Exostar's Federated Identity Service (FIS) issues digital certificates for the following levels of assurance in compliance with the CertiPath (the PKI cross-certification bridge) policies:
- Basic Level of Assurance Certificates (BLOA)
- Basic Level of Assurance Certificates (BLOA)-SecureEmail
- Medium Level of Assurance (MLOA) Software Digital Certificates
- Medium Level of Assurance (MLOA) Hardware Digital Certificates
NOTE: If you select the invoice option during purchase, you must complete payment prior to issuance of MLOA certificates.
Please review the steps listed below and expand each section for additional details:
Step 1. Register with Exostar
To obtain an FIS certificate, you must have an Exostar’s Managed Access Gateway (MAG) account. For more information on MAG access and credentials , please see Exostar's Managed Access Gateway (MAG) page.
- Click here to complete organization registration.

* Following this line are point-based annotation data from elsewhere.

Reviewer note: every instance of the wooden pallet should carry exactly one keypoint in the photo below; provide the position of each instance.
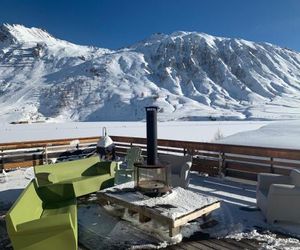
(147, 213)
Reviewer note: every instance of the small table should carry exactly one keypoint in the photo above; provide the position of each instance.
(175, 209)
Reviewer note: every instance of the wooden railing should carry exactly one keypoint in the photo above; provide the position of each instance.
(212, 158)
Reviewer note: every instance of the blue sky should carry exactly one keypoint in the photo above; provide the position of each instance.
(118, 23)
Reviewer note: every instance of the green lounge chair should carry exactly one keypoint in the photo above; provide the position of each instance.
(34, 223)
(86, 175)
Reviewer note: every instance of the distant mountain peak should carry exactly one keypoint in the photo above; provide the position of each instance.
(20, 33)
(189, 75)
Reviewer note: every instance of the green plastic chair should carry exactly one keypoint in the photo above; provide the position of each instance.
(46, 220)
(125, 171)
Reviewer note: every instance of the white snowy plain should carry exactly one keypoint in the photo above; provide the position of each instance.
(237, 218)
(189, 131)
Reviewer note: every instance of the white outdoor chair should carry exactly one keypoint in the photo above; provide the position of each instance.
(125, 170)
(278, 196)
(180, 168)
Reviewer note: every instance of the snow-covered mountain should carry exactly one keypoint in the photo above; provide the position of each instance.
(189, 75)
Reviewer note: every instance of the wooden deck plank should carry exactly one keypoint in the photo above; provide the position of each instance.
(200, 245)
(240, 244)
(214, 245)
(221, 243)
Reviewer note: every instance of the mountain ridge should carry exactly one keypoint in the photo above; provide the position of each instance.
(189, 75)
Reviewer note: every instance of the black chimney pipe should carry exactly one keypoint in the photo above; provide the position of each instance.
(151, 119)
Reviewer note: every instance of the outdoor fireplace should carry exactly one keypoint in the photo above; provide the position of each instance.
(151, 179)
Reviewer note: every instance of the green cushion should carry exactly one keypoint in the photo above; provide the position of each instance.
(86, 176)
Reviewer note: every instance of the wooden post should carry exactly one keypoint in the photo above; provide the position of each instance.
(174, 231)
(143, 218)
(46, 155)
(221, 164)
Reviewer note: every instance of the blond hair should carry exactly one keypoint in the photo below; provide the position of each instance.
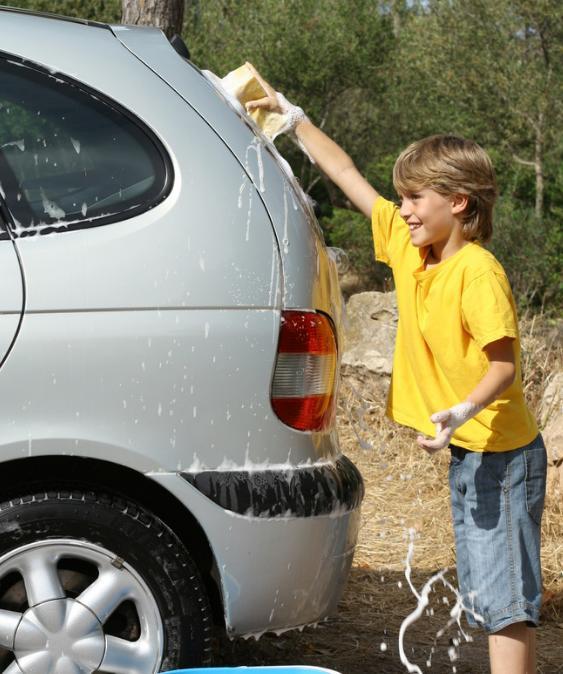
(452, 165)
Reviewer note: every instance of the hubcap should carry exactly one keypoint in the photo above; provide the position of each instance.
(60, 634)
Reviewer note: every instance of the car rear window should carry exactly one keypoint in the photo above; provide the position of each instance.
(69, 158)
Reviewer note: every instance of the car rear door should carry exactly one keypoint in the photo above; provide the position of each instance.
(12, 294)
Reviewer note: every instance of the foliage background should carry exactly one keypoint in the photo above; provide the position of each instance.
(377, 74)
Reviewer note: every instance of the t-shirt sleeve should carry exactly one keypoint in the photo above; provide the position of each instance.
(488, 308)
(390, 232)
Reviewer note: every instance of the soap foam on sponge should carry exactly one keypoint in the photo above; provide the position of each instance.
(243, 85)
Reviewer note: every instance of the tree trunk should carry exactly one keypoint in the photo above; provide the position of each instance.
(539, 167)
(168, 15)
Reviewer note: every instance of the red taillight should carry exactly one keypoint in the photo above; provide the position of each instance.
(304, 383)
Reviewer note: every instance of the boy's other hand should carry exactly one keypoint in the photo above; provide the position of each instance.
(446, 422)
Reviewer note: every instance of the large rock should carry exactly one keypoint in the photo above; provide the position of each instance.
(370, 329)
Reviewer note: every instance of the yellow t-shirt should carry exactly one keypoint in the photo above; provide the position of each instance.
(447, 314)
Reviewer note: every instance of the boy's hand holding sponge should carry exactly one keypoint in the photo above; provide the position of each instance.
(271, 111)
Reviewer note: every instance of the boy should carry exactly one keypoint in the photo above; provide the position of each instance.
(456, 370)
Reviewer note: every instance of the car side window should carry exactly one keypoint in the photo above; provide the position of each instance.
(69, 158)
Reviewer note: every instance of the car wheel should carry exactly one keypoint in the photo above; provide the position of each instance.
(91, 582)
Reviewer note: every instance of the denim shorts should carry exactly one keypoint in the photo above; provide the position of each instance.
(497, 503)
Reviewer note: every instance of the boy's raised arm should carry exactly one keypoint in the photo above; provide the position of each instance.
(338, 166)
(329, 156)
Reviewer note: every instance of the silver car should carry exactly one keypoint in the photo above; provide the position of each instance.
(169, 349)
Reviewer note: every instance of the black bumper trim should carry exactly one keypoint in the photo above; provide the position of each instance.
(299, 492)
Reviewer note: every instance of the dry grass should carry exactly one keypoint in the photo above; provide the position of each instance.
(406, 489)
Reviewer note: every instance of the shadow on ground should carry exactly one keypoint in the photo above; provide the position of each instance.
(370, 614)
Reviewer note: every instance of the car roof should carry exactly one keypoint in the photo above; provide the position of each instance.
(49, 15)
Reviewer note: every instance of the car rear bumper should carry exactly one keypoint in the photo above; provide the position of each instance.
(282, 562)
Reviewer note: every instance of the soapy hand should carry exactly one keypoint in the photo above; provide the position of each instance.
(274, 101)
(446, 422)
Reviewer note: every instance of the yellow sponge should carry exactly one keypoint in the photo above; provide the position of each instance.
(242, 84)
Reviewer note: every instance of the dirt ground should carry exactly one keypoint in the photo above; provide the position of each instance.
(405, 490)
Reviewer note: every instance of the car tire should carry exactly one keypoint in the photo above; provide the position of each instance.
(74, 553)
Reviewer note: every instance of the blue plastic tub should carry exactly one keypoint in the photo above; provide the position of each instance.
(257, 670)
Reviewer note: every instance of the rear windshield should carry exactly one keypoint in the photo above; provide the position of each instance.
(69, 158)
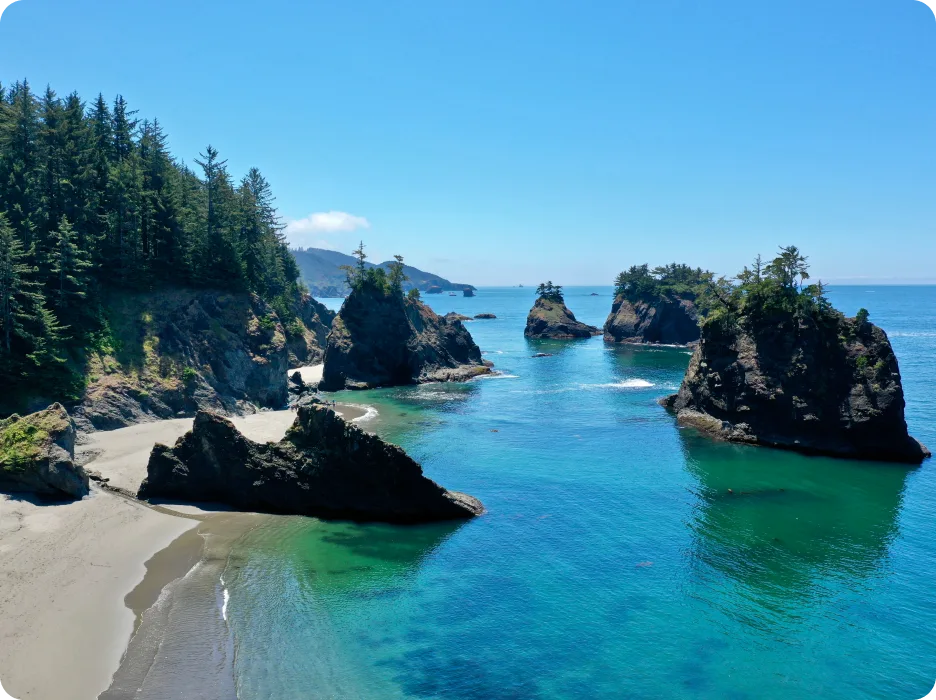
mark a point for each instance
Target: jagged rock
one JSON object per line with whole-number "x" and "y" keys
{"x": 670, "y": 320}
{"x": 831, "y": 388}
{"x": 324, "y": 467}
{"x": 550, "y": 318}
{"x": 37, "y": 455}
{"x": 181, "y": 350}
{"x": 380, "y": 338}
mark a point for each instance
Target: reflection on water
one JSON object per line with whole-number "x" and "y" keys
{"x": 781, "y": 525}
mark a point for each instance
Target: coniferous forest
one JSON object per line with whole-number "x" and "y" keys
{"x": 92, "y": 202}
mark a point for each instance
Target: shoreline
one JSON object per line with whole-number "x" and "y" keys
{"x": 78, "y": 577}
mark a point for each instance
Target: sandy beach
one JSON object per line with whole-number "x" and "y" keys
{"x": 66, "y": 569}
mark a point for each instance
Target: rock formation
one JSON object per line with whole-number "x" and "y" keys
{"x": 37, "y": 455}
{"x": 324, "y": 467}
{"x": 381, "y": 338}
{"x": 551, "y": 318}
{"x": 668, "y": 319}
{"x": 829, "y": 386}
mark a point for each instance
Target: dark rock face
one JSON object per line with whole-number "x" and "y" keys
{"x": 552, "y": 319}
{"x": 384, "y": 339}
{"x": 37, "y": 455}
{"x": 672, "y": 320}
{"x": 793, "y": 383}
{"x": 324, "y": 467}
{"x": 306, "y": 345}
{"x": 181, "y": 350}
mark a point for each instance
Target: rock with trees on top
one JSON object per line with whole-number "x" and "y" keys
{"x": 383, "y": 337}
{"x": 656, "y": 306}
{"x": 777, "y": 365}
{"x": 551, "y": 318}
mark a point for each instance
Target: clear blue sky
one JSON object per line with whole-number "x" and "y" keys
{"x": 500, "y": 142}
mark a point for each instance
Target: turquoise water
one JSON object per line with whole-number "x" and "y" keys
{"x": 612, "y": 562}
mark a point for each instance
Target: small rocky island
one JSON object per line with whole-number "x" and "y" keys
{"x": 37, "y": 455}
{"x": 551, "y": 318}
{"x": 324, "y": 467}
{"x": 777, "y": 365}
{"x": 656, "y": 306}
{"x": 382, "y": 337}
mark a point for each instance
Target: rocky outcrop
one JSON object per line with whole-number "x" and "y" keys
{"x": 173, "y": 352}
{"x": 551, "y": 318}
{"x": 380, "y": 338}
{"x": 669, "y": 320}
{"x": 324, "y": 467}
{"x": 830, "y": 387}
{"x": 306, "y": 340}
{"x": 37, "y": 455}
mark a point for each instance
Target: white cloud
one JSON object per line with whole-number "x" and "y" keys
{"x": 299, "y": 231}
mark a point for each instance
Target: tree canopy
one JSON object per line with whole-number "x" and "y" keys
{"x": 550, "y": 291}
{"x": 640, "y": 282}
{"x": 91, "y": 200}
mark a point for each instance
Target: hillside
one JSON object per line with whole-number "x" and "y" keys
{"x": 319, "y": 269}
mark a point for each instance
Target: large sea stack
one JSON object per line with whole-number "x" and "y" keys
{"x": 37, "y": 454}
{"x": 383, "y": 338}
{"x": 777, "y": 365}
{"x": 324, "y": 467}
{"x": 551, "y": 318}
{"x": 656, "y": 306}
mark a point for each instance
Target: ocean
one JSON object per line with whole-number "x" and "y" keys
{"x": 611, "y": 562}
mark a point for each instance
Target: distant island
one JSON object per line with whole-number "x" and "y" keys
{"x": 321, "y": 272}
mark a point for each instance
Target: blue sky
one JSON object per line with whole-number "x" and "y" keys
{"x": 501, "y": 142}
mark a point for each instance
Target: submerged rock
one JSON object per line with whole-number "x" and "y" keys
{"x": 551, "y": 318}
{"x": 37, "y": 454}
{"x": 381, "y": 338}
{"x": 830, "y": 386}
{"x": 668, "y": 319}
{"x": 324, "y": 467}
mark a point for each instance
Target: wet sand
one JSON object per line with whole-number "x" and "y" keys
{"x": 77, "y": 578}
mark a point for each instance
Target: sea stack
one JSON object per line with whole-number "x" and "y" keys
{"x": 776, "y": 365}
{"x": 383, "y": 338}
{"x": 324, "y": 467}
{"x": 657, "y": 306}
{"x": 551, "y": 318}
{"x": 37, "y": 455}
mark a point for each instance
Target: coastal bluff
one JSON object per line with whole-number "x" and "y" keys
{"x": 382, "y": 338}
{"x": 37, "y": 455}
{"x": 551, "y": 318}
{"x": 666, "y": 320}
{"x": 822, "y": 385}
{"x": 323, "y": 467}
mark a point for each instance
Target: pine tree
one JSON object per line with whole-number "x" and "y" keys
{"x": 68, "y": 264}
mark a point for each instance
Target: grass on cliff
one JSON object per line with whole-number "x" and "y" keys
{"x": 22, "y": 439}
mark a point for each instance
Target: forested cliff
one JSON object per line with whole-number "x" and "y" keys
{"x": 92, "y": 207}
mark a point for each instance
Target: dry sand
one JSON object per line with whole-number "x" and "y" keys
{"x": 65, "y": 569}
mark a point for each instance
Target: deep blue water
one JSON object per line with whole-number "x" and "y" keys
{"x": 611, "y": 563}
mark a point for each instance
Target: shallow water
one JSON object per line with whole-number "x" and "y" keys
{"x": 612, "y": 561}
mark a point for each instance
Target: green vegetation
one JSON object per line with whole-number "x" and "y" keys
{"x": 550, "y": 291}
{"x": 376, "y": 279}
{"x": 640, "y": 283}
{"x": 765, "y": 291}
{"x": 91, "y": 201}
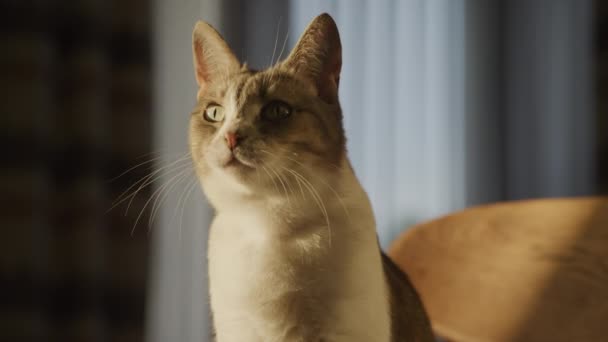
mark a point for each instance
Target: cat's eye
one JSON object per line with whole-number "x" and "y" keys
{"x": 214, "y": 113}
{"x": 276, "y": 110}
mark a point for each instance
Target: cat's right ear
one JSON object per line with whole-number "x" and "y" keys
{"x": 213, "y": 59}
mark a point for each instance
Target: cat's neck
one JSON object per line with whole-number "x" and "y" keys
{"x": 337, "y": 201}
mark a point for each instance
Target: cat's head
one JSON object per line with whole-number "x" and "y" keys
{"x": 255, "y": 132}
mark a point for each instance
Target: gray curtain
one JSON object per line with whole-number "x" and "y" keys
{"x": 452, "y": 103}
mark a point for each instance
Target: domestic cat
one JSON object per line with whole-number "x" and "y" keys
{"x": 293, "y": 253}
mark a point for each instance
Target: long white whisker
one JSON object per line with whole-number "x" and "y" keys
{"x": 150, "y": 199}
{"x": 276, "y": 40}
{"x": 157, "y": 204}
{"x": 152, "y": 180}
{"x": 318, "y": 199}
{"x": 191, "y": 187}
{"x": 144, "y": 182}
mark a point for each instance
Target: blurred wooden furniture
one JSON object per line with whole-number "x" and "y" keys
{"x": 516, "y": 271}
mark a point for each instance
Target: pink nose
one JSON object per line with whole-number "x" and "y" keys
{"x": 232, "y": 139}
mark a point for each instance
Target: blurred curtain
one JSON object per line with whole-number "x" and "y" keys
{"x": 75, "y": 82}
{"x": 451, "y": 103}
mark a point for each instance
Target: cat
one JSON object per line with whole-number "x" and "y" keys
{"x": 293, "y": 253}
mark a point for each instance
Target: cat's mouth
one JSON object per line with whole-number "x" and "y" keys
{"x": 237, "y": 159}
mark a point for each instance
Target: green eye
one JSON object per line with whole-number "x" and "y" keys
{"x": 276, "y": 110}
{"x": 214, "y": 113}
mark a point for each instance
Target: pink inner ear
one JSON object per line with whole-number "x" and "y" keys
{"x": 202, "y": 74}
{"x": 330, "y": 78}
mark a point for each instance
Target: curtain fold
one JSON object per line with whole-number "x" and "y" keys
{"x": 454, "y": 103}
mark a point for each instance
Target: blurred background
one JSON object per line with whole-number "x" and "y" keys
{"x": 447, "y": 104}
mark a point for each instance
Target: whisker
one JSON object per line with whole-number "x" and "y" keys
{"x": 156, "y": 205}
{"x": 150, "y": 199}
{"x": 276, "y": 40}
{"x": 144, "y": 181}
{"x": 318, "y": 199}
{"x": 191, "y": 187}
{"x": 148, "y": 176}
{"x": 271, "y": 179}
{"x": 284, "y": 44}
{"x": 338, "y": 197}
{"x": 282, "y": 183}
{"x": 176, "y": 165}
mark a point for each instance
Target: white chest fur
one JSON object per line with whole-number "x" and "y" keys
{"x": 265, "y": 287}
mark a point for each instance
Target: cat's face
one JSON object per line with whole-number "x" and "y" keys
{"x": 255, "y": 132}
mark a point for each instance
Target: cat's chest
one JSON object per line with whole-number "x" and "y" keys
{"x": 245, "y": 260}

Once you register your organization account and user account, an FIS Administrator for your organization must accept the FIS Terms and Conditions in MAG. For more information about FIS Administrator responsibilities, please see the FIS Administration page.
Step 2. Complete Purchase
You must complete a certificate purchase from Exostar's Webstore before proceeding with requesting FIS access. Please see the Purchase BLOA page for instructions on completing Basic Level of Assurance purchases and the Purchase MLOA page for instructions on completing Medium Level of Assurance purchases.
Step 3. Request FIS Access
With FIS now active for your organization, you must request the necessary certificate access for your user account. It is important to note, your organization must be subscribed to FIS MLOA Software or Hardware for users to request these certificates, otherwise, these options do not display during access request. If your organization is not subscribed at the appropriate assurance level, your Organization Administrator must upgrade the account. Please refer to the Upgrade FIS BLOA to FIS MLOA section on the Organization Administrators page for instructions.
To complete the self-registration process:
- Once you successfully login to Exostar's Managed Access Gateway (MAG), from your MAG Dashboard scroll to Applications section and click the Request Application sub-tab.
- Find the Federated Identity Service (FIS) application and click Request Access button.
- Fill out all necessary information under the FIS Certificate Information section.
- Fill out all necessary information under the User Information section.
- Click Next to submit your request.
NOTE: A submission confirmation screen displays and you must wait for your FIS Administrator to approve your request.
Step 4. Complete In-Person Proofing
This step ONLY applies to users who requested Medium Level of Assurance (MLOA) Hardware or Software, otherwise, Basic Level of Assurance (BLOA) users can proceed with certificate download. Please see the In-Person Proofing page for additional information on the proofing process and required documentation.
Please see the steps below as an overview of the proofing process:
- FIS Administrator approves your MLOA request.
- Exostar representative reviews request for purchase information and validation.
- Exostar representative dispatches your proofing request according to your location.
- A Trusted Agent contacts you to schedule your in-person proofing appointment.
- Complete in-person proofing. Trusted Agent provides your 16-digit passcode required for certificate download, and you receive your token in the mail (if MLOA Hardware).
- Exostar representative approves your Proofing Packet.
Important: The Trusted Agent fills out your proofing packet during the in-person proofing appointment, and faxes the packet back to Exostar for review. If any updates are required, Exostar reaches out to the Trusted Agent.
Step 5. Certificate Download
For users that requested Basic Level of Assurance access, once your FIS Application Administrator approves your BLOA certificate request, you can complete certificate download. Please see the Basic Certificate Download page for download instructions.
For users that requested Medium Level of Assurance access, once Exostar approves your proofing packet and FIS request, you can complete the MLOA certificate download process. Please see the Medium Certificate Download page for download instructions.
Step 6. Token Installation
If you were approved for Medium Level Hardware Certificates, you must download your certificates to the physical token Exostar shipped to you. Please see the Medium Certificate Download page for detailed token installation instructions.